From this they show that a lot of the mysterious problems that seem to ail the modern economy in fact follow fairly normally from an economy based on intangible assets. The big problem in most developed economies since the recession – the lack of business investment despite historically low interest rates – follows from the fact that spillovers and sunk costs make it harder than ever to reliably profit from investments. The there is the problem of wage inequality, a fair amount of the increasingly inequality of wages turns out to be driven by divergence in wages within sectors, which in turn tends to be driven by technology adoption. To put it bluntly, there are a few big companies which are in fact able to invest successfully – often because they are able to make synergies between products and ideas happen in ways smaller companies cannot – that are finding it easy to make ever-increasing profits and pay ever-increasing wages because they can take advantage of scalability.
Now, from this, the authors make a bunch of policy recommendations, which honestly are not nearly as interesting as the rest of the book. One of them, considering the importance of spillovers, is to increase R & D spending (see here for a quick primer on spillovers and R & D). Increasing R & D spending is relatively uncontroversial, but I think they are pulling their punches here. There are a couple of obvious places where this R & D needs to be concentrated.
The first emerges from their observations around the role of business processes in the new economy. These represent an increasingly large source of profits, particularly among larger companies, who seem to have been able to take much larger steps to re-organize work around technology than small and medium companies. If competitiveness is increasingly about business processes, then it seems relatively uncontroversial to point out that more research into business processes – as well as better training therein – might be advantageous. Yet as I pointed out back here, business schools remain a curiously overlooked point of potential investment in Canada.

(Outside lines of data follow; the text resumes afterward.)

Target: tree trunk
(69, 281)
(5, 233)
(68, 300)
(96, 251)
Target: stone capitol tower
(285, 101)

The second has to do with the authors’ observation that the synergistic nature of intangible assets is putting a premium on soft skills. (Interestingly, Harvard’s David Deming has been hard at work quantifying this effect of late.) It’s not that technical skills are becoming less valuable; rather, it means that individuals with specific combinations of soft and technical skills are becoming more valuable. Conceivably, this means more Arts content in STEM programs, but presumably there would also be significant returns to actually working out how best to impart soft skills (as opposed to winging it and trusting to causally dubious statements about the value of the humanities). A country that actually had some kind of competitive advantage in soft skills would be formidable.
In short – the obvious play for the intangible economy is a big investment in things like ICT. But conceivably the smart play for economic growth – the original play, the unique play – is an investment in social science. Either way: pick up this book. It’s an important read.